Türk-Amerikan İş Konseyi'nin ABD'deki yıllık toplantısından Türkiye'ye dönerken, Chicago-İstanbul uçağında Türk-Amerikan İş Konseyi Yürütme Kurulu Başkanı Mustafa Koç'a rastladım. Bu benim açımdan 10 saatlik uçak yolculuğunu değerlendirmek için iyi bir fırsattı. Mustafa Koç ile yaptığımız sohbet mini bir röportaja döndü ve bana da köşem için iyi bir malzeme çıktı. İşte okyanusun binlerce metre üzerinde uçarken Mustafa Koç'un sorularıma verdiği yanıtlar:

SORU: Dış Ekonomik İlişkiler Kurulu (DEİK) ve Türk-Amerikan İş Konseyi'nin şemsiyesi altında her yıl Washington'da düzenlenen yıllık konferansın bu sene diğer senelerden farkı neydi?

CEVAP: Bu konferans hâlâ Washington'da bir yabancı ülke tarafından düzenlenen en büyük toplantı olma niteliğini koruyor. 1980'li senelerin sonunda 1990'lı senelerin başında bu toplantılar daha çok savunma sanayi ağırlıklı iken üst konseyinin sistematik ve programlı çalışmaları sonucunda bugünkü ticari ve ekonomik platformuna taşındı. Bu hedefe ulaşırken son yıllarda İş Konseyi karşı taraf ile birlikte Amerika'nın değişik yerlerinde yatırım seminerleri düzenlemeyi de sürdürdürüyor.
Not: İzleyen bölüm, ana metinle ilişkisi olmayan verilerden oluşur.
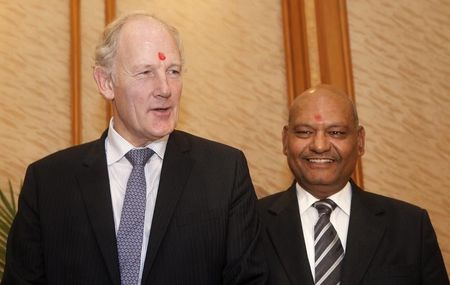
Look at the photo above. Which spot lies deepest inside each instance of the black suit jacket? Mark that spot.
(388, 242)
(205, 228)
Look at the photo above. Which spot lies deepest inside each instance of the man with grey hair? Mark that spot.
(144, 204)
(324, 229)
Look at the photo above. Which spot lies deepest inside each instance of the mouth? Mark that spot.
(161, 109)
(320, 160)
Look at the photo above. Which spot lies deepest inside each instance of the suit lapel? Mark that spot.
(175, 171)
(366, 228)
(285, 232)
(94, 186)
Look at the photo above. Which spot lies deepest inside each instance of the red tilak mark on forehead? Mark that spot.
(161, 56)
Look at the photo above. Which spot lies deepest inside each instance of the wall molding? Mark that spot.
(333, 47)
(75, 71)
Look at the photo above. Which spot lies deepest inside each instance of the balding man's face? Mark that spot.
(322, 142)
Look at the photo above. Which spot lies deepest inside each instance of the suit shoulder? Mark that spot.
(66, 156)
(197, 142)
(392, 203)
(268, 201)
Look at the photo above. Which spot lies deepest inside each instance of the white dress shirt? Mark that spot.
(119, 169)
(308, 214)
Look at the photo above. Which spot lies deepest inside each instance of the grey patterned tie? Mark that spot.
(327, 246)
(131, 227)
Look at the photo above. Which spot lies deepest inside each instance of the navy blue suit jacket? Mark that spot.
(205, 228)
(388, 242)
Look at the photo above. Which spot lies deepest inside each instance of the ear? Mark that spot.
(104, 82)
(285, 139)
(361, 140)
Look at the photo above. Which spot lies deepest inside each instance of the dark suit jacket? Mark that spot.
(205, 228)
(388, 242)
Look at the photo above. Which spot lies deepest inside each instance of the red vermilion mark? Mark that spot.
(161, 56)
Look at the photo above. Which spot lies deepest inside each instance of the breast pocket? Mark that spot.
(394, 275)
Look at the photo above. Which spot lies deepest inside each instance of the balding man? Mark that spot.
(144, 204)
(324, 229)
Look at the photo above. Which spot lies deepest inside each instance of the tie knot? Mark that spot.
(139, 156)
(325, 206)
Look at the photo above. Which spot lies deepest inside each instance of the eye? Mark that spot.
(303, 133)
(337, 134)
(145, 73)
(173, 72)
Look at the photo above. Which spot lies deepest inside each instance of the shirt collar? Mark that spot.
(116, 146)
(342, 198)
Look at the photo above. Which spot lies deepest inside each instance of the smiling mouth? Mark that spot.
(320, 160)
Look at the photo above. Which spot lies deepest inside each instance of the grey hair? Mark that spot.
(106, 50)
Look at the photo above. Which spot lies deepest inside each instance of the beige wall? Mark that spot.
(401, 67)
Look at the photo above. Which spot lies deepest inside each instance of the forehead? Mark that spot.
(322, 108)
(143, 35)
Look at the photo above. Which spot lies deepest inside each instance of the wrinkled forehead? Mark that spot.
(148, 33)
(321, 108)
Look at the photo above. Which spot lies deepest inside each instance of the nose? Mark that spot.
(320, 143)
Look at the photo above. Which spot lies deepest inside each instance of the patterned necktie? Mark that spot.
(327, 246)
(131, 227)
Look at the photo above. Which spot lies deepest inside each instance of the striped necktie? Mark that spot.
(327, 246)
(131, 227)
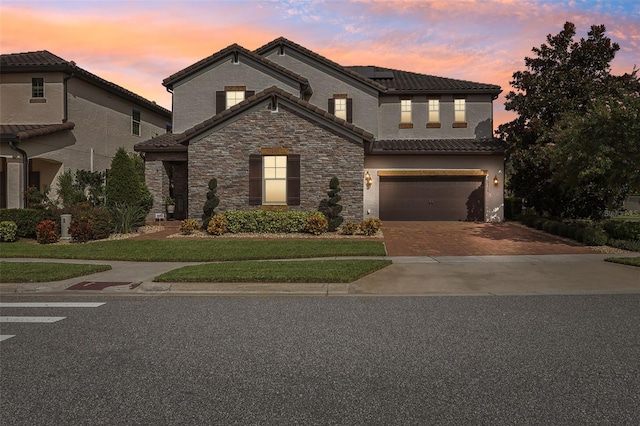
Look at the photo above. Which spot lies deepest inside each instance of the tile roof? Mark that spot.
(192, 69)
(438, 146)
(27, 131)
(281, 41)
(174, 142)
(404, 81)
(44, 60)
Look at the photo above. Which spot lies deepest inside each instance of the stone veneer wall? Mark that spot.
(224, 154)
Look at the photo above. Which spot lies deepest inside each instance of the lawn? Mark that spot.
(36, 272)
(632, 261)
(192, 250)
(303, 271)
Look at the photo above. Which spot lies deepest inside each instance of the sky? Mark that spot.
(138, 43)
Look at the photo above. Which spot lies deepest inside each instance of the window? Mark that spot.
(275, 179)
(233, 97)
(37, 87)
(135, 122)
(459, 108)
(342, 107)
(434, 111)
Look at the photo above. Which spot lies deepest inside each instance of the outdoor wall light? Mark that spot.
(368, 178)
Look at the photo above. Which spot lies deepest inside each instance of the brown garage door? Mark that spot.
(432, 198)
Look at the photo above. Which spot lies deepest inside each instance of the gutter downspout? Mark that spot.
(25, 169)
(65, 96)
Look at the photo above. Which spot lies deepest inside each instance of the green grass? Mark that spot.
(191, 250)
(36, 272)
(632, 261)
(304, 271)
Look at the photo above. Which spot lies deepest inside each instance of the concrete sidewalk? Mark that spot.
(447, 275)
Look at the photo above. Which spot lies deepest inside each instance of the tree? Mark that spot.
(564, 78)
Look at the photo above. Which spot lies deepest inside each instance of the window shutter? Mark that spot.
(293, 180)
(221, 101)
(255, 180)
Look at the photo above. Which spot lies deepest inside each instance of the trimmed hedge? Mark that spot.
(25, 219)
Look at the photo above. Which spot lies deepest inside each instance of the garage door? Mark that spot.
(432, 198)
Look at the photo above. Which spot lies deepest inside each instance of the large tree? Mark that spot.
(564, 80)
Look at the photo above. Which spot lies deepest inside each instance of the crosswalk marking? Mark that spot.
(51, 304)
(31, 319)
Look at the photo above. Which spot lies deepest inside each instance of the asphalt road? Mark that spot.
(313, 360)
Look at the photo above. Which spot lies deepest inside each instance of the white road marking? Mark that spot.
(31, 319)
(51, 305)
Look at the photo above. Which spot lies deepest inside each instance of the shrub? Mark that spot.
(211, 203)
(25, 219)
(8, 230)
(317, 224)
(81, 229)
(189, 226)
(622, 230)
(370, 226)
(266, 221)
(217, 225)
(350, 228)
(594, 237)
(625, 244)
(330, 207)
(126, 216)
(47, 232)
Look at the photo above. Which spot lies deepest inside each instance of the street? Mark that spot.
(366, 360)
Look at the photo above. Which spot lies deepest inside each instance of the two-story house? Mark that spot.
(56, 116)
(275, 124)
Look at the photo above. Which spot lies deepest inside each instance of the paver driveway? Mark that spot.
(472, 239)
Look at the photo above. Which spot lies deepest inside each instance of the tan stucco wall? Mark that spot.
(15, 99)
(493, 164)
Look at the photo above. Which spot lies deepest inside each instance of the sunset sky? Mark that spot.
(137, 44)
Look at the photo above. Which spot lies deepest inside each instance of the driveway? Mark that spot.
(472, 239)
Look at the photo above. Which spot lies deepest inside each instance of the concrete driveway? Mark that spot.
(472, 239)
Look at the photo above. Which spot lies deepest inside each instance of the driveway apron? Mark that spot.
(473, 239)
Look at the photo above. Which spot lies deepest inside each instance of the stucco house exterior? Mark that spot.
(56, 116)
(275, 124)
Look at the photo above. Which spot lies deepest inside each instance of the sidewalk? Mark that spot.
(426, 276)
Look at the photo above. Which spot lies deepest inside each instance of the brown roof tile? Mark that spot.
(438, 146)
(44, 60)
(27, 131)
(192, 69)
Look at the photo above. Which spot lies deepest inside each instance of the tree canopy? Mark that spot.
(573, 149)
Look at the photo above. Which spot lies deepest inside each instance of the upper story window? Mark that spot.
(37, 87)
(460, 111)
(342, 107)
(135, 122)
(433, 118)
(230, 96)
(406, 120)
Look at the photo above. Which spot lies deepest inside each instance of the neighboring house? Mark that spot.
(275, 124)
(56, 116)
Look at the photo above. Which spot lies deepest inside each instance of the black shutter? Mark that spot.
(293, 180)
(221, 101)
(255, 180)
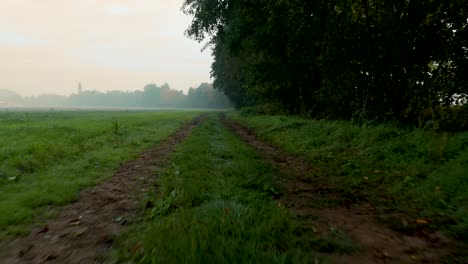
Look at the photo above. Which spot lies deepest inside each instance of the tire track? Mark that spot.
(84, 231)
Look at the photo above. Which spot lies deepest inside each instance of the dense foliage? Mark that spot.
(342, 59)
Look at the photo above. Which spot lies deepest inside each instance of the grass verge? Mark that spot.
(421, 173)
(214, 205)
(47, 157)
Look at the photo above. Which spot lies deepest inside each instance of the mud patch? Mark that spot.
(84, 231)
(321, 210)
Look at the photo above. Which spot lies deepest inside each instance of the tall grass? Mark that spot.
(47, 157)
(421, 173)
(214, 205)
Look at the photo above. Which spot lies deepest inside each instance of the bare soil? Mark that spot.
(84, 231)
(321, 209)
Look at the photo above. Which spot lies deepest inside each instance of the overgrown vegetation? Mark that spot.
(339, 59)
(214, 205)
(420, 173)
(47, 157)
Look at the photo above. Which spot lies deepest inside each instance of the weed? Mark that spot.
(48, 157)
(421, 173)
(221, 212)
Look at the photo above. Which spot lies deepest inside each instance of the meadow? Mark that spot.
(214, 205)
(422, 174)
(47, 157)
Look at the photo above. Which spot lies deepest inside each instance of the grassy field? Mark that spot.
(46, 157)
(421, 173)
(215, 205)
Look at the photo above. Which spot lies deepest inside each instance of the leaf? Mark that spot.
(421, 222)
(43, 230)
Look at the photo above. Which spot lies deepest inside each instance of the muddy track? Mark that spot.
(84, 231)
(302, 191)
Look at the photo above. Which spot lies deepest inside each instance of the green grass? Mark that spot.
(47, 157)
(214, 205)
(421, 173)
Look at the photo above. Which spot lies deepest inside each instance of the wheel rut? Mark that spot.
(320, 210)
(84, 231)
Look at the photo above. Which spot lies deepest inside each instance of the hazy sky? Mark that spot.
(48, 46)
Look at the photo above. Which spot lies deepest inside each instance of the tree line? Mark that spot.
(152, 96)
(340, 59)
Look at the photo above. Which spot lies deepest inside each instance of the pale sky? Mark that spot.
(48, 46)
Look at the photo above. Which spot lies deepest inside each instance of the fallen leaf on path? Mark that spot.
(421, 222)
(43, 230)
(75, 223)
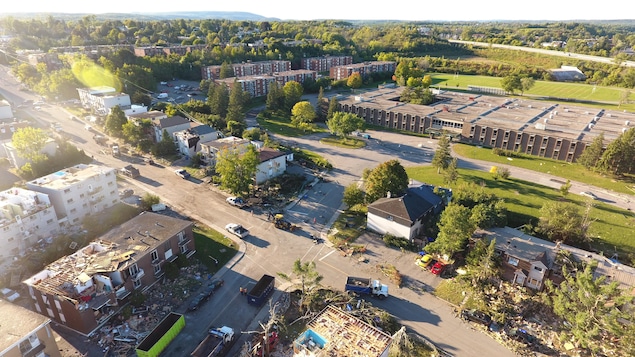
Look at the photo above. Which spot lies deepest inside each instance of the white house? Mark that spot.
(26, 218)
(101, 99)
(406, 215)
(79, 191)
(189, 141)
(272, 163)
(210, 149)
(6, 112)
(170, 124)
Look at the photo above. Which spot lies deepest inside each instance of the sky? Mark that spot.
(408, 10)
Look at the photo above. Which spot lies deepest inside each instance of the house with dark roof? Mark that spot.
(82, 291)
(406, 216)
(272, 163)
(530, 261)
(171, 124)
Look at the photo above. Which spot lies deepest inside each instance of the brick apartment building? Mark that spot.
(246, 69)
(364, 69)
(324, 64)
(83, 291)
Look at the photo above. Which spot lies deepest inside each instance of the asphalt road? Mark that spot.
(269, 250)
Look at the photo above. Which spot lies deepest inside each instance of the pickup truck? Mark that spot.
(366, 286)
(217, 342)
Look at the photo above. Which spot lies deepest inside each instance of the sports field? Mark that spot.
(579, 91)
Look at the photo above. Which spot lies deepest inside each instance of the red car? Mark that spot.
(437, 268)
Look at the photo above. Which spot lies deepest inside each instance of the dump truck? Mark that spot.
(161, 336)
(217, 343)
(261, 291)
(366, 286)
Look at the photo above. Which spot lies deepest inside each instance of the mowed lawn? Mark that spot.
(580, 91)
(611, 228)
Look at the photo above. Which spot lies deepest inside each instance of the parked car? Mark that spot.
(236, 201)
(437, 268)
(588, 194)
(214, 285)
(126, 193)
(424, 261)
(182, 174)
(237, 230)
(10, 295)
(476, 316)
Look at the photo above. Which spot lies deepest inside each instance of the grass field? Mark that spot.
(609, 96)
(562, 169)
(612, 228)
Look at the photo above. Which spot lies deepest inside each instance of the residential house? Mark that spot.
(189, 141)
(6, 111)
(79, 191)
(334, 332)
(49, 149)
(172, 125)
(26, 333)
(273, 163)
(26, 219)
(405, 216)
(529, 261)
(84, 290)
(101, 99)
(210, 149)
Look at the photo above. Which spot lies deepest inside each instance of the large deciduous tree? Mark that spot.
(302, 115)
(29, 142)
(237, 170)
(455, 227)
(443, 155)
(389, 176)
(593, 310)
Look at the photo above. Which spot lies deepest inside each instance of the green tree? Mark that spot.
(511, 83)
(333, 107)
(302, 115)
(526, 83)
(354, 81)
(619, 157)
(592, 310)
(455, 227)
(592, 153)
(443, 155)
(237, 170)
(353, 195)
(115, 121)
(561, 221)
(389, 176)
(29, 142)
(309, 278)
(292, 94)
(343, 124)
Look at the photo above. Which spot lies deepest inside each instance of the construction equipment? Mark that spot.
(281, 223)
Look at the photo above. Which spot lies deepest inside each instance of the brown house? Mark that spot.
(83, 290)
Bu çalışmalar sonucunda Amerikan Ticaret Bakanı William Daley'in Ankara'yı ziyaret ettiği sırada ilk kez hükümetler bazında ticari ve yatırım ilişkilerini geliştirmek amacıyla iş geliştirme konseyi kuruldu. Böyle bir ikili anlaşmada Amerikan-Türk ticaret tarihinde ilk defa özel sektöre resmi bir görev verdildi. Böylelikle özel sektörün bu misyondaki rolü ilk kez resmileşti. İş Geliştirme Konseyi'nin yönetimini Amerikan tarafında Amerikan Ticaret Müsteşarlığı Türk tarafında ise Hazine Müsteşarlığı dönüşümlü olarak yürütecekler. Başkan yardımcığılını ise Amerikan tarafından Amerikan-Türk Konseyi, Türk tarafında ise DEİK'e bağlı olan Türk-Amerikan İş Konseyi üstlendi.

YOĞUN GÜNDEM

SORU: Bu konferans süresince Washintgon'daki Türk heyetinin bazı üst düzey görüşmeler yaptıklarını izledim. Bu konudaki gelişmeler neler?

CEVAP: Türkiye uzun zamandır bu kadar üst düzeyde bir toplantıda temsil edilmemişti. Resmi toplantıların dışında iş adamlarının Konsey üyeleri senatörler, düşünce kulüpleri, medya, finansal kuruluşlar ile üst düzeyde temaslar kurdular. Görüşmeler sırasında Türkiye'nin kredi notundan, tekstil kotalarındaki sorunlarına, insan haklarına kadar pek çok şey konuşuldu.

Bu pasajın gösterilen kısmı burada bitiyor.